'Fighting Redtails' Viking squadron folds up its wings
November 6, 2004
Thirteen years ago, the S-3B Viking aircraft was called the most advanced anti-submarine warfare and sea control platform in history.
Now, it’s history.
The former cornerstone of all carrier operations and strike capabilities is defunct. As a result, Chester, Finch, Whip and the rest of Sea Control Squadron 21, the Fighting Redtails, who flew Vikings from the USS Kitty Hawk’s deck, are out of work.
The squadron — formed in 1945 and based at Atsugi Naval Air Facility since 1991, when it joined Carrier Air Wing 5 — is being disestablished. Only ships are decommissioned, but it amounts to the same thing.
“There is a little loss,” said Cmdr. Paul “Chester” Foster, squadron executive officer. “But you have to understand, if you look at the history of the Navy, the Navy’s not tied to airplanes.… I’m not really sad because the Navy is moving in the right direction. It’s time for our airplane to go away.”
Conceived in the 1950s and built in the 1970s during the Cold War’s height, the Vikings’ foremost mission was to destroy submarines. Later, they were reconfigured for surface warfare and surveillance, search-and-rescue and refueling.
And it was in a Viking that President Bush landed on the USS Abraham Lincoln off California’s coast, to deliver his “mission accomplished” speech announcing the end of major combat in the 2003 Iraq invasion. The four-seater was chosen because, according to CNN, it has the safest flight record in the Navy’s jet fleet.
The Viking’s glamour — never even approaching the F-14 Tomcat — dimmed even more as the planes became primarily aerial gas stations.
But, Foster said, “It’s a beautiful airplane if you look at it long enough and hard enough. It’s a very functional airplane.”
A ceremony to mark the squadron’s end was held Thursday at Atsugi. Now its 249 people will begin heading to new jobs.
Lt. Cmdr. John Bernard, Kitty Hawk strike group spokesman, said in September that a new squadron of former Hornet fliers retrained to fly Super Hornets would assume the Vikings’ refueling mission.
All 225 of the squadron’s enlisted people got jobs in other commands — “ship, shore … a couple of guys are retiring,” Foster said.

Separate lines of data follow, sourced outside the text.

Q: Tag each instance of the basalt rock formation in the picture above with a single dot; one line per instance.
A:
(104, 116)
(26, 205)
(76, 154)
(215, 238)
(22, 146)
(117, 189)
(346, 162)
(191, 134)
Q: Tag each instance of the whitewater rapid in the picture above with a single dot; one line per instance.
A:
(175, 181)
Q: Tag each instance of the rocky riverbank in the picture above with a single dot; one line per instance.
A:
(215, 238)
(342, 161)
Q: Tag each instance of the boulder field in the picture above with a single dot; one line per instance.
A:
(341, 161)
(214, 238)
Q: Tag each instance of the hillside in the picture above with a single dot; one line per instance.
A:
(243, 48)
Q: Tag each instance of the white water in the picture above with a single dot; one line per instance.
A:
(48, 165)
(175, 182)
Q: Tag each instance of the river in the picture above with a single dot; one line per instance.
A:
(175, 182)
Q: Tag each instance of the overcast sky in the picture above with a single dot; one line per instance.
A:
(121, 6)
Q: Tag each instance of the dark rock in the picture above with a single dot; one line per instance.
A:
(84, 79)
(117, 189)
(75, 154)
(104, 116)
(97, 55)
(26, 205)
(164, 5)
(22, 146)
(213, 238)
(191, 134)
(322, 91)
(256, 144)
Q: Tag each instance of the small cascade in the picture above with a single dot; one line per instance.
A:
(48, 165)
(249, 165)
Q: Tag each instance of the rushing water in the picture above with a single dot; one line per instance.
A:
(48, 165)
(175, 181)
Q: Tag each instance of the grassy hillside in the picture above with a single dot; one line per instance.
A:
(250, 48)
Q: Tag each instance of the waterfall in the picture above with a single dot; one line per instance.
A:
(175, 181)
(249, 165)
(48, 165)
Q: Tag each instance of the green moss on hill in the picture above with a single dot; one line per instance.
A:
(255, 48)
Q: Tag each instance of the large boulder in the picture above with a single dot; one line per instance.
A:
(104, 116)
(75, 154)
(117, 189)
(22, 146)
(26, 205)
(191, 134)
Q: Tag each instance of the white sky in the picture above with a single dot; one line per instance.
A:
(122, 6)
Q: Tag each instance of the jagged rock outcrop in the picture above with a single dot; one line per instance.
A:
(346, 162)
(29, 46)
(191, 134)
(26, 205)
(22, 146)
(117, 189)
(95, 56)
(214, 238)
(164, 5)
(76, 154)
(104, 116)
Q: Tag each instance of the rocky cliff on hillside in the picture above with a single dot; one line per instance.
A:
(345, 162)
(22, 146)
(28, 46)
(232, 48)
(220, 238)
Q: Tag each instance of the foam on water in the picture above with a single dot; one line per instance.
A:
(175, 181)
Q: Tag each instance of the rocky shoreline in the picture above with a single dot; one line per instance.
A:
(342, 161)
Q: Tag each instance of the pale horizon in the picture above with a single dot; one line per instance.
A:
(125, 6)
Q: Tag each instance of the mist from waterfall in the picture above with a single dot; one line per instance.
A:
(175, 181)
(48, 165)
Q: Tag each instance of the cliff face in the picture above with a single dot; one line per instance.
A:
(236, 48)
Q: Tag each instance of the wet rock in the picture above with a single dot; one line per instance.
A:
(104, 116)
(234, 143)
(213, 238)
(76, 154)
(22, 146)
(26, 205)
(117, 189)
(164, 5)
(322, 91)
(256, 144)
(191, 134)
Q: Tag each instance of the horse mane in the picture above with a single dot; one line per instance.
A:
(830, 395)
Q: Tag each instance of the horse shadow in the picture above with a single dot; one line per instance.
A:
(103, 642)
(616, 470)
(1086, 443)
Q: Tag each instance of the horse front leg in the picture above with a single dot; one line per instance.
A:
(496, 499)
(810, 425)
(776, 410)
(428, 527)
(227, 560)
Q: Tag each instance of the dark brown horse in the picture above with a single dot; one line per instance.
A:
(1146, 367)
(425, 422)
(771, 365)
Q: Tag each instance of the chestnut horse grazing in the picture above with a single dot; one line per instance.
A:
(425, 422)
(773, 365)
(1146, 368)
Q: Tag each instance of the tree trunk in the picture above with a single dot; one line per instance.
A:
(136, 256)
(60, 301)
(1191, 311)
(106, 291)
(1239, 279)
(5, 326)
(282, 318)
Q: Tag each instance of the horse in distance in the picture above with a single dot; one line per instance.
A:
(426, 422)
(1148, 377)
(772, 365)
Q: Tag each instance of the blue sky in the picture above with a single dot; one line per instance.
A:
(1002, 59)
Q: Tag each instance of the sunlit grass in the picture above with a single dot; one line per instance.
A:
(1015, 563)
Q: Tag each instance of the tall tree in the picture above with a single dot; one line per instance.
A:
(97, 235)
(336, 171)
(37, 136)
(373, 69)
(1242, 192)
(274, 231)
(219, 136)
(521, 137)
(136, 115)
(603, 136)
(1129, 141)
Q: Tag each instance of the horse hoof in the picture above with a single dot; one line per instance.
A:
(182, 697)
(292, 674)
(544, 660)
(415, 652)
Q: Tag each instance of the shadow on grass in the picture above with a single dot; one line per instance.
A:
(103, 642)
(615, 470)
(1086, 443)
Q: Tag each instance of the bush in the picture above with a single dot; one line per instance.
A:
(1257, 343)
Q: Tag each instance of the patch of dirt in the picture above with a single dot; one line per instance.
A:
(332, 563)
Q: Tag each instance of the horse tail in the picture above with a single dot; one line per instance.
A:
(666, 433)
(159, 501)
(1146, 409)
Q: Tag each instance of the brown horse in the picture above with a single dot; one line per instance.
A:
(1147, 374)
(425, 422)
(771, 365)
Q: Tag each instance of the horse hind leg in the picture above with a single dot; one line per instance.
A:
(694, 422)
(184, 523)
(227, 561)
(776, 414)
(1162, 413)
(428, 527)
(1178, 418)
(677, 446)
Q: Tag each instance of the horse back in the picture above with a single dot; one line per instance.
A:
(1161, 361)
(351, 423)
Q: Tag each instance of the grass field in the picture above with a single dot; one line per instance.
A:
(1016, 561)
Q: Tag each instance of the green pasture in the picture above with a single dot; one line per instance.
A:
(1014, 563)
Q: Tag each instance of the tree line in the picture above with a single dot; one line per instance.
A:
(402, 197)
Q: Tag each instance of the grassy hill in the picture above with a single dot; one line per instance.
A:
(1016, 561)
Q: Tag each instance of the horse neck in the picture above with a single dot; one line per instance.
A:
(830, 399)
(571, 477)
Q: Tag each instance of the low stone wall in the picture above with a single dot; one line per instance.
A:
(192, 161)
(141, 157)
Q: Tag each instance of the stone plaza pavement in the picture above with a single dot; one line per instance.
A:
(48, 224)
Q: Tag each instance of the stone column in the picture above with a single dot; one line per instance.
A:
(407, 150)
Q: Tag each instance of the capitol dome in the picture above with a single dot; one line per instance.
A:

Of the pilots, one will learn to fly the Super Hornet; two are learning to fly Prowlers, electronic warfare aircraft; several others are going to shore duty as flight instructors. “About two years into shore duty, I’d say most of our officers will transition to a different airplane,” Foster said.
Six of the squadron’s nine airplanes already are gone. In spring, two were flown to San Diego. Three others were flown to Guam and aboard the USS Stennis for a money-saving cruise back to San Diego.
And after four Stennis aviators were killed when their S-3B Viking crashed onto Kita Io Jima in August, the Redtails sent their best plane to the Stennis in tribute.
The three remaining Vikings, the plane known affectionately as “the Hoover,” for its vacuum-cleaneresque noise (“You get a big whoop-whoop sound,” Foster said) will be flown to the United States later this month.
Four of the squadron’s nine Vikings will be mothballed at Davis-Monthan Air Force Base in Tucson, Ariz.; the other five will return to the fleet.
So will Foster, who’s been flying Vikings since 1989. He’s headed for three more years at a Viking squadron in San Diego. “It’s a great deal and I’m very fortunate,” he said. The S-3B Viking is expected to be retired Navywide within the next five years.
Lt. Jonathan “Finch” Welsh said, “Japan has been fun but it’s time to go home. Flying on the boat is fun; living on the boat is not.” Like a half-dozen others in the squadron, he’s to be a flight instructor in Pensacola, Fla.
Lt. Cmdr. Steve “Whip” Blasch, a naval flight officer, is to attend the Naval War College in Rhode Island. “Coming off sea duty, it’s the perfect place to go and kind of see where your career goes from there,” he said.
Still, he said, the S-3 community was special — a kinder and gentler one. “The flight instructors I had really helped you along. Some of the fighter community — when I was a student, the saying was ‘They eat their young’ — they really hammer their guys.”
In a way, Blasch said, right now is a golden time. Almost everyone has known their next assignment since June and has had time to unwind and prepare. And numerous social occasions have been scheduled, the traditional events such as changes of command and retirements that they often missed in the past.
“We’re just riding it out,” he said. “Things don’t end. … Careers don’t end. Life goes on. It is the closing of an era but it’s also an extremely exciting time.”